COLUMN: Bus Rapid Transit sounds attractive – on the surface

TransLink’s look at 10 options for rapid transit expansion in the Surrey area offers some hope that, some day, Surrey residents will have a decent transit service.

But it also comes with many questions.

The first and perhaps the most important is finances. TransLink is having trouble coming up with funds for the Evergreen Line in Coquitlam. This project has been on the drawing board for at least 15 years, and now Transportation Minister Blair Lekstrom says it won’t be complete until at least 2014.

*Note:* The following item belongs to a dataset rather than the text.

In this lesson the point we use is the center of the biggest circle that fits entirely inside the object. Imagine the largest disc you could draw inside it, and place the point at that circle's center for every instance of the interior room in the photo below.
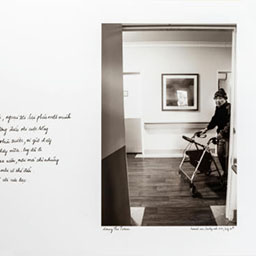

If a project that has had so much work done on it – and has been a top priority for years – can’t get funded, how will any Surrey rapid transit project ever see the light of day?

Several Surrey councillors like the idea of Bus Rapid Transit, using a separated roadway in the midst of an existing road – one which could be eventually turned into an LRT line.

On the surface, this sounds attractive. Faster bus service will get more people to use transit, and LRT can eventually take over for buses when there are  sufficient passenger volumes.

However, the costs for the separated roadways are very high – $950 million for roadways along Fraser Highway, King George Boulevard and 104 Avenue. Where will TransLink get that kind of money?

As Paul Hillsdon asks on his Civic Surrey blog, this system seems designed to mainly move people to the SkyTrain line and on into Vancouver. Where is the incentive for more Surrey residents to use it for trips within Surrey?

As he put it, “Once again, TransLink’s designs are made specifically for regional commuters, ignoring the 85 per cent of South Fraser residents who do not cross the Fraser River to go to work.”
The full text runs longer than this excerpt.